I am attempting to use the AWS Big Data Blog article to create a job in AWS Glue Studio and use pydeequ to validate the data.
I was successful in running pydeequ in the job, but when using some of the Check methods, the job kept running even after all the processing had completed successfully.
I checked the execution logs and found that logs like glue.LogPusher (Logging.scala:logInfo(57)): uploading /tmp/spark-event-logs/ to s3://bucket/sparkHistoryLogs/
were being output periodically.
It appeared that a process named 'LogPusher' was repeatedly trying to upload event logs to s3.
Does anyone have any idea what causes this event or what to do about it?
Below is the code for a Glue job that can reproduce the above issue.
# Language of job: Python
# Glue version: 3.0
# Deequ version: deequ-2.0.1-spark-3.2
from awsglue.context import GlueContext
from pyspark.context import SparkContext
from awsglue.dynamicframe import DynamicFrame
from pydeequ.analyzers import (
AnalysisRunner,
AnalyzerContext,
Completeness,
Maximum,
MaxLength,
Minimum,
MinLength,
Size,
UniqueValueRatio,
)
from pydeequ.checks import Check, CheckLevel
from pydeequ.verification import VerificationResult, VerificationSuite
glue_context = GlueContext(SparkContext.getOrCreate())
spark = glue_context.spark_session
dyf = glue_context.create_dynamic_frame.from_options(
format_options={"quoteChar": '"', "withHeader": True, "separator": ","},
connection_type="s3",
format="csv",
connection_options={
"paths": [f"s3://bucket/test.csv"],
"recurse": True,
}
)
df = dyf.toDF()
df.show()
# output:
# +-------+-------+
# |column1|column2|
# +-------+-------+
# | a| 1|
# | b| 2|
# | c| 3|
# +-------+-------+
runner = AnalysisRunner(spark).onData(df)
runner.addAnalyzer(Size())
runner.addAnalyzer(Completeness("column1"))
runner.addAnalyzer(Completeness("column2"))
runner.addAnalyzer(UniqueValueRatio(["column1"]))
runner.addAnalyzer(UniqueValueRatio(["column2"]))
runner.addAnalyzer(MinLength("column2"))
runner.addAnalyzer(MaxLength("column2"))
runner.addAnalyzer(Minimum("column2"))
runner.addAnalyzer(Maximum("column2"))
result = runner.run()
result_df = AnalyzerContext.successMetricsAsDataFrame(spark, result)
result_df.show(truncate=False)
# output:
# +-------+--------+----------------+-----+
# |entity |instance|name |value|
# +-------+--------+----------------+-----+
# |Column |column2 |UniqueValueRatio|1.0 |
# |Dataset|* |Size |3.0 |
# |Column |column1 |Completeness |1.0 |
# |Column |column1 |UniqueValueRatio|1.0 |
# |Column |column2 |Completeness |1.0 |
# |Column |column2 |MinLength |1.0 |
# |Column |column2 |MaxLength |1.0 |
# +-------+--------+----------------+-----+
check_1 = Check(spark, CheckLevel.Warning, "isComplete").isComplete("column1")

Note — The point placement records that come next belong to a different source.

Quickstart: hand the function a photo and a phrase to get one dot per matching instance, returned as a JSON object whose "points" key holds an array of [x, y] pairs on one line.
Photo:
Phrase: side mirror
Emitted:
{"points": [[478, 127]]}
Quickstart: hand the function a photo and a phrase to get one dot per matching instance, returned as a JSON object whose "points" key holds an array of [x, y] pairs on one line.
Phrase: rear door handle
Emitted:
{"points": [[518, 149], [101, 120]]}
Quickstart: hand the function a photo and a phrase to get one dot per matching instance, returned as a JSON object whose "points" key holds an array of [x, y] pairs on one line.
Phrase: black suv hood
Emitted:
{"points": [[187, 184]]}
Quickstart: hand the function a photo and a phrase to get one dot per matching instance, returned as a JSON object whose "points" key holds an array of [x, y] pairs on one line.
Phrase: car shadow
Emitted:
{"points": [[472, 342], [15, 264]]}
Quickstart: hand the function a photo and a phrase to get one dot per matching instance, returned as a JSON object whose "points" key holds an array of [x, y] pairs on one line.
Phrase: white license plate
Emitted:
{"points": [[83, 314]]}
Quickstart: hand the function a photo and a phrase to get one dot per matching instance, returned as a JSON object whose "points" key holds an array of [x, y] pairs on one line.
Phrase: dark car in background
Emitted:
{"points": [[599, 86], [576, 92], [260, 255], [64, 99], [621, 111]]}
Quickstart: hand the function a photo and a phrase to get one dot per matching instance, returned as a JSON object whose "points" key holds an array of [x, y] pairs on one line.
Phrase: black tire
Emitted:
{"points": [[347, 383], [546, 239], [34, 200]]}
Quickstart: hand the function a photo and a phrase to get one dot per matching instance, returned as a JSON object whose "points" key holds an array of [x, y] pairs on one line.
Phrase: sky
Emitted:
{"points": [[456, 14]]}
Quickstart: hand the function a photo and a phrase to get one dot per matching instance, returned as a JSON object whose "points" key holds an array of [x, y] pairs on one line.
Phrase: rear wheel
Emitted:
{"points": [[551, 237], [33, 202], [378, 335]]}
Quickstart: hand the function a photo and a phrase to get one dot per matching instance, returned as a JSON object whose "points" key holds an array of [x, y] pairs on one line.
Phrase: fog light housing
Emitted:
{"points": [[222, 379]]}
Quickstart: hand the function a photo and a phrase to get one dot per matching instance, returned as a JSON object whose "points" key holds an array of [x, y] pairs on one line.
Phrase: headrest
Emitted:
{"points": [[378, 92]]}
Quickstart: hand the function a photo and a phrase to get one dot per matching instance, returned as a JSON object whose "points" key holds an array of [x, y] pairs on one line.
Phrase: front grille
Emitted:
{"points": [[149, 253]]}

result_1 = VerificationSuite(spark).onData(df).addCheck(check_1).run()
result_df_1 = VerificationResult.checkResultsAsDataFrame(spark, result_1)
result_df_1.show(truncate=False)
# output:
# +----------+-----------+------------+--------------------------------------------------+-----------------+------------------+
# |check |check_level|check_status|constraint |constraint_status|constraint_message|
# +----------+-----------+------------+--------------------------------------------------+-----------------+------------------+
# |isComplete|Warning |Success |CompletenessConstraint(Completeness(column1,None))|Success | |
# +----------+-----------+------------+--------------------------------------------------+-----------------+------------------+
# Up to this point, the job can be completed successfully.
check_2 = Check(spark, CheckLevel.Warning, "hasMinLength").hasMinLength("column1",lambda x: x >= 1)
result_2 = VerificationSuite(spark).onData(df).addCheck(check_2).run()
result_df_2 = VerificationResult.checkResultsAsDataFrame(spark, result_2)
result_df_2.show(truncate=False)
# output:
# +------------+-----------+------------+--------------------------------------------+-----------------+------------------+
# |check |check_level|check_status|constraint |constraint_status|constraint_message|
# +------------+-----------+------------+--------------------------------------------+-----------------+------------------+
# |hasMinLength|Warning |Success |MinLengthConstraint(MinLength(column1,None))|Success | |
# +------------+-----------+------------+--------------------------------------------+-----------------+------------------+
# When the above process is executed, the results are displayed normally, but the job is not finished forever.